De pasar penurias, a ganar el Balón de Oro y ser un ídolo
Surgido de la pobreza más extrema, George Weah le debe todo al fútbol. Gracias a él, pudo conquistar Europa y regresar a su país para, si sus compatriotas le eligen, gobernarlo.

A los doce años fumaba marihuana, robaba y vivía casi en la delincuencia como reconoció en una entrevista a El Gráfico en enero de 1996, a los treinta ganaba el Balón de Oro y a los treinta y nueve está a punto de ser elegido presidente de Liberia. Con una vida semejante, del personaje de George Weah se podría publicar una enciclopedia. Antes de convertirse en la estrella del gran Milan de los últimos años noventa George Weah pasó todo tipo de penurias. Creció en un barrio de Monrovia llamado Gibraltar, a sólo unos metros del cenagal maloliente que llega hasta el puerto, y sus padres se separaron cuando tenía tres meses. Era el más pequeño de trece hermanos y sobrevivió gracias a su abuela Emma, que le crió desde casi el primer día. Parecía un caso perdido hasta que en 1982 algo le cambio la vida, y no fue precisamente la llamada de su primer equipo. Tenía 16 años y odiaba al mundo entero cuando cayó al suelo y quedó afónico. Se levantó y estuvo horas sin hablar "hasta que empecé a rezar, Alá se había instalado en mi vida, había entrado en mi alma". Eso y la llegada de Samuel Kanyon al poder en 1980 cambió a Weah.
Kanyon relanzó el fútbol y la selección, justo poco antes de que Weah conociese al técnico surafricano Fernando Shitoli, amigo de Rivelino y gran conocedor del fútbol brasileño. Shitoli le perfeccionó, con él ganó en velocidad y potencia, y gracias a él firmó por el Tonnere Yaoundé camerunés, justo el país africano donde el fútbol estaba más asentado. Allí empezó de verdad el Weah futbolista. Vivió en casa de Zaccarie Noah, padre del famoso tenista, brilló en el equipo y conoció a Claude Le Roy, que lo ofreció al Mónaco a través de su director deportivo Henry Biancheri.
Weah había dado el salto a Europa.
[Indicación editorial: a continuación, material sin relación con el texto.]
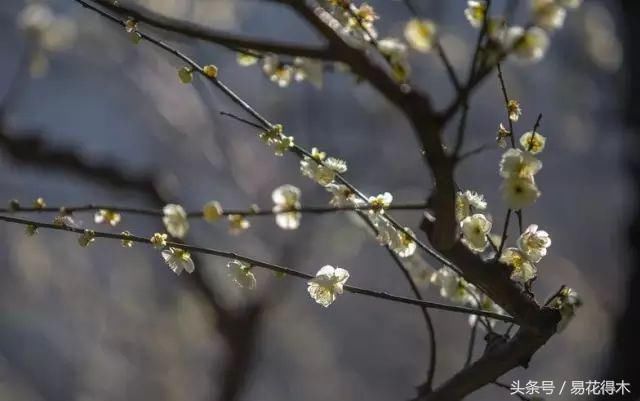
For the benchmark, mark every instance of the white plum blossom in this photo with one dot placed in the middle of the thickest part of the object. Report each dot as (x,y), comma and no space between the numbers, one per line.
(327,284)
(175,220)
(476,12)
(534,243)
(178,260)
(468,202)
(240,273)
(342,196)
(534,144)
(287,200)
(420,34)
(514,110)
(522,269)
(320,168)
(475,229)
(335,164)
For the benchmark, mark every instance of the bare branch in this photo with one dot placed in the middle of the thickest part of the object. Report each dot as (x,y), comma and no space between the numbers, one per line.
(254,211)
(228,40)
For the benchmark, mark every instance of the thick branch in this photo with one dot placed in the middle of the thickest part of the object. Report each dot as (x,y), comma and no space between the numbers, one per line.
(231,41)
(261,264)
(414,104)
(497,360)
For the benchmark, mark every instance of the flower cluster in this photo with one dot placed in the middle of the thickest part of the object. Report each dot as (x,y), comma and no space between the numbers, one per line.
(275,137)
(320,168)
(327,285)
(474,226)
(175,220)
(355,23)
(531,247)
(287,200)
(518,167)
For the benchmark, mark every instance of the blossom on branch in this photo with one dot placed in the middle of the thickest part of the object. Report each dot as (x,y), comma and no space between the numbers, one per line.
(240,273)
(175,220)
(327,285)
(178,260)
(287,201)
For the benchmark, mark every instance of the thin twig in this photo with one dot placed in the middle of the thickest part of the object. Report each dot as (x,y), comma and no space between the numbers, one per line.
(504,234)
(472,342)
(258,263)
(257,211)
(231,41)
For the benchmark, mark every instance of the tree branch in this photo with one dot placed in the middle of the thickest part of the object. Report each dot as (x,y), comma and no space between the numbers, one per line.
(228,40)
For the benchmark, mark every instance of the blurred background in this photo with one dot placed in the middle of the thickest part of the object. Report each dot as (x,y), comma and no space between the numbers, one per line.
(89,117)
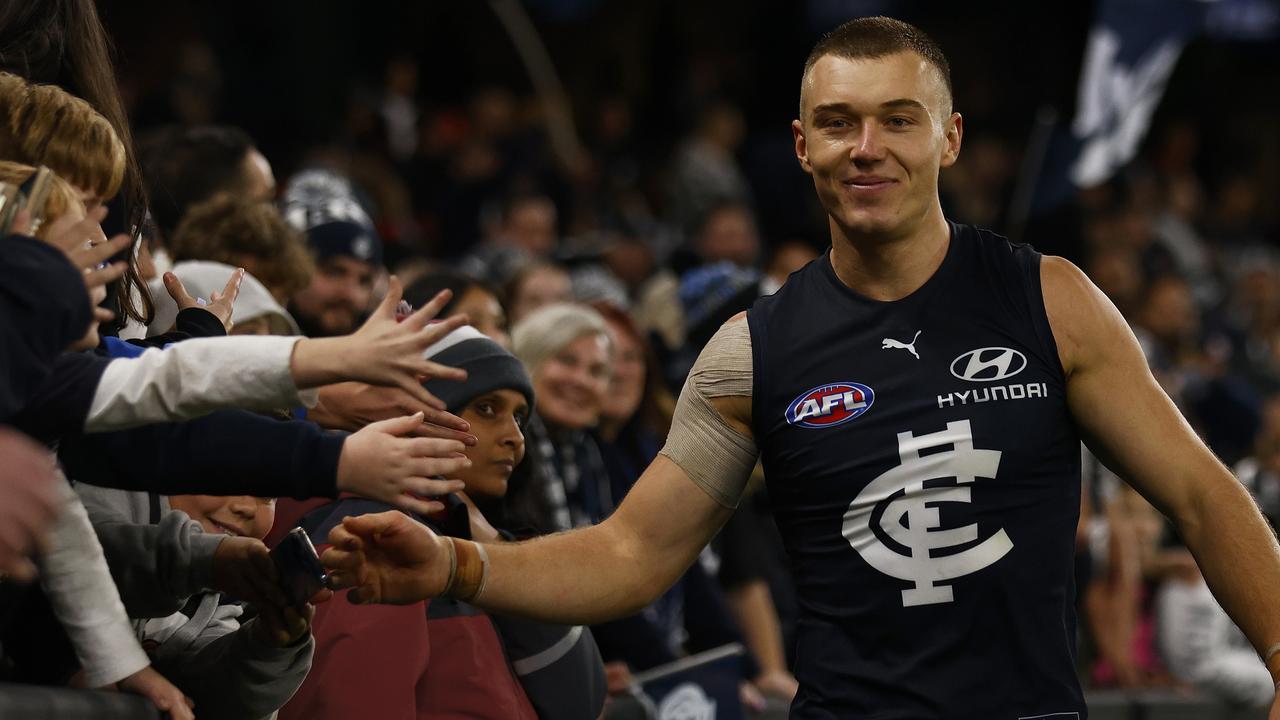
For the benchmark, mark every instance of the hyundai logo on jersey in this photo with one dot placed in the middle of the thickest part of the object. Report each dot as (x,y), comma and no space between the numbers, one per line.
(988,364)
(830,405)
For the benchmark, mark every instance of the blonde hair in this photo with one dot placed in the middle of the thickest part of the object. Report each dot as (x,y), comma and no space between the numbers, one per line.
(545,332)
(60,200)
(44,124)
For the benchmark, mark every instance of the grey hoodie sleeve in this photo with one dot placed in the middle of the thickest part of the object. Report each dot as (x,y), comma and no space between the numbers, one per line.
(193,378)
(155,566)
(549,660)
(227,671)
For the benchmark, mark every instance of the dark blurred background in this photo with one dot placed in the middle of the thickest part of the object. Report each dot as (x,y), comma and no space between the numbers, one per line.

Allí estuvo cuatro años con el Mónaco, tres en el Paris Saint Germain con 49 goles y una inolvidable semifinal de la Liga de Campeones ante el Milan. En el partido de ida en el Parque de los Príncipes el liberiano dejó boquiabierta a Europa entera, y el Milan se decidió por él para sustituir el vacío del gran Van Basten.
Noticias relacionadas
Su triunfo en el fútbol le convirtió en emblema de la lucha por el racismo en el mundo, y además embajador de UNICEF. Por eso Weah siempre será mucho más que un gran futbolista. Miembro de la etnia Kru liberiana, musulmán de religión, surgido de la extrema pobreza, ni siquiera ya como jugador consagrado escapó del terror. Jugaba en Francia cuando estalló la guerra civil en su país con sus hijos allí. Con las diversas facciones político-militares enfrentadas y el presidente destituido, Weah ni tenía noticias de ellos. Aun así marcó 5 goles en 17 partidos, cifra ridícula para su nivel pero asombrosa en aquellas circunstancias.
Fueron días en los que su casa era un auténtico refugio de compatriotas. Ahora que está a punto de ser presidente de Liberia, seguro que para él tendrá un hueco especial la calle Bushrod Island, donde creció y donde aún muy a menudo críos desnutridos y descalzos dejan en su honor un ramo de okanhas, la flor silvestre que crece en los pantanos vecinos. Porque quizá nadie hizo más por Liberia en los últimos años que el gran George Weah.